In this hypothetical example, we have a data flow across multiple engineering teams in an ecommerce company. These teams deliver services, produce data, and consume data at different points of the flow.
For example;
- 'Team Orders' maintains the Orders database and interfaces
- 'Team Traffic' generates web traffic data
- 'Team Warehouse' maintains the data warehouse
- 'Team Traffic' depends on 'Team Order's service to retrieve order data and associate it with web traffic
- 'Team Warehouse' depends on 'Team Traffic's data to build DW tables
Imagine that 'Team Orders' hits a db issue (load, latency, whatever) - Their monitoring system alerts an engineer who starts investigating the db issue.
In the meantime, 'Team Traffic' has also been alerted, as they see a spike in bad responses. They start investigating, and quickly realise the issue is with 'Team Orders’s service, and raise a ticket to 'Team Order'
Downstream from all of this, 'Team Warehouse' is receiving bad data.
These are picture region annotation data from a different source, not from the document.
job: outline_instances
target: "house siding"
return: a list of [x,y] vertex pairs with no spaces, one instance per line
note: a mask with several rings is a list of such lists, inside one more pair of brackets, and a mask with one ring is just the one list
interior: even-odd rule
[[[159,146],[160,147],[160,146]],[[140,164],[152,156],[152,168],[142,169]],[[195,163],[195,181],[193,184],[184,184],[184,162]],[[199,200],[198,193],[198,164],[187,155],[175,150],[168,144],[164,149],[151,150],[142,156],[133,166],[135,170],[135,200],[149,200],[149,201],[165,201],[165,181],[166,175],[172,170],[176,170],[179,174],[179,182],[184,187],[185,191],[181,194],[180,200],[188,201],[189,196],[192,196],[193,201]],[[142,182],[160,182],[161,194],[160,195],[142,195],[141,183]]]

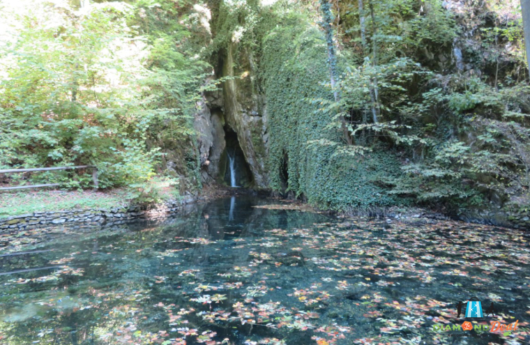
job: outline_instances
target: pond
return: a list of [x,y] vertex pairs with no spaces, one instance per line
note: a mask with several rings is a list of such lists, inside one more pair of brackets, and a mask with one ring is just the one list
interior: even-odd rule
[[[161,223],[0,237],[0,344],[530,340],[527,233],[271,204],[237,197]],[[471,298],[485,317],[464,319],[464,307],[457,318]],[[458,329],[464,321],[471,330]],[[482,328],[492,321],[517,329]]]

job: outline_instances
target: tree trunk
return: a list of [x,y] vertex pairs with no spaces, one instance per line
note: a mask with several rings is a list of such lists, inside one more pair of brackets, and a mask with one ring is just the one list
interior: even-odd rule
[[361,23],[361,44],[363,45],[363,52],[366,50],[366,26],[364,19],[364,6],[363,0],[358,0],[359,3],[359,22]]
[[530,0],[521,0],[521,9],[522,10],[522,26],[524,30],[527,61],[530,66]]
[[[374,4],[372,0],[369,0],[368,6],[370,6],[370,15],[372,17],[372,67],[375,71],[377,66],[377,42],[375,36],[377,33],[377,27],[375,24],[375,15],[374,14]],[[378,118],[381,114],[381,107],[379,107],[379,92],[377,88],[377,76],[375,75],[370,78],[370,97],[372,100],[372,116],[374,123],[377,123]]]
[[[337,89],[338,75],[337,73],[337,56],[335,54],[335,46],[333,45],[333,29],[331,27],[333,17],[331,15],[331,5],[328,0],[320,1],[320,8],[322,11],[322,27],[326,33],[326,42],[327,43],[328,47],[328,62],[329,63],[330,81],[331,83],[331,88],[333,89],[333,98],[335,98],[335,102],[339,102],[340,101],[340,96],[339,95]],[[353,144],[353,141],[351,141],[351,137],[350,137],[349,132],[348,132],[346,119],[342,115],[340,116],[339,119],[341,122],[341,127],[342,128],[344,139],[349,145],[351,145]]]

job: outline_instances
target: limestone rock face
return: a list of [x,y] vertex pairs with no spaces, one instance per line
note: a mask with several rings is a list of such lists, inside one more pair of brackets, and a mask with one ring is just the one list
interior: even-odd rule
[[222,113],[211,112],[205,100],[197,102],[197,109],[193,127],[197,135],[202,178],[213,181],[220,174],[219,162],[226,146]]
[[[237,69],[234,68],[237,66]],[[256,90],[252,54],[231,43],[223,60],[222,75],[235,77],[223,83],[227,124],[237,134],[255,187],[266,188],[266,110],[264,98]]]

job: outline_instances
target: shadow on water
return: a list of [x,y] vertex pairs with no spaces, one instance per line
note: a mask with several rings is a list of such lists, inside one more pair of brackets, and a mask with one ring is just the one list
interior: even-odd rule
[[455,303],[474,296],[520,331],[468,331],[473,344],[528,340],[527,234],[269,204],[234,197],[162,223],[11,236],[0,344],[464,344],[432,327],[462,324]]

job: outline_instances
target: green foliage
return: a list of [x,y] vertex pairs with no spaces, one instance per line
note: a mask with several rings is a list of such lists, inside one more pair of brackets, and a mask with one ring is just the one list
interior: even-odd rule
[[[270,114],[271,187],[287,185],[287,191],[333,209],[395,204],[378,180],[396,172],[397,162],[381,153],[366,153],[362,160],[340,154],[344,148],[341,135],[329,125],[334,114],[319,112],[319,105],[308,100],[333,100],[321,85],[329,80],[322,33],[295,11],[275,20],[263,38],[261,65]],[[285,166],[287,176],[275,174]]]
[[[13,27],[0,45],[0,167],[95,164],[106,188],[149,181],[162,147],[194,150],[209,65],[190,55],[199,48],[179,20],[186,3],[29,0],[3,10]],[[32,178],[91,185],[71,174]]]

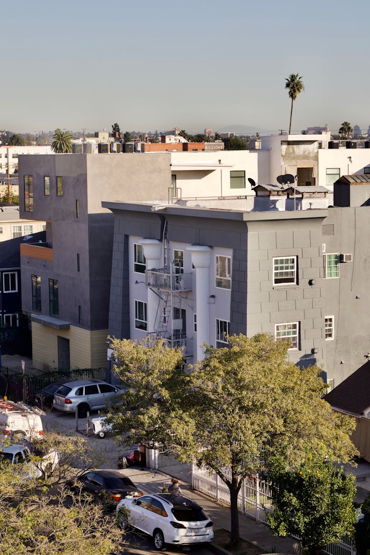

Their DW monitoring alerts them to this variance, so they start looking for root cause.
The problem is, we now have at least three engineers investigating the same issue, and they might not even be aware that other teams are doing the same thing.
An important point is that all three teams are using different monitoring and alerting systems; Team Orders is monitoring for db server issues, while Team Warehouse is looking for variances in record counts.
There are other approaches; alerting at the top of the pipeline only (blocking downstream escalations) or alerting at the bottom of the pipeline to upstream systems.
Are there any best practises, white papers, or engineering solutions I can research to understand the different ways to alert and escalate data issues across multiple eng/support teams?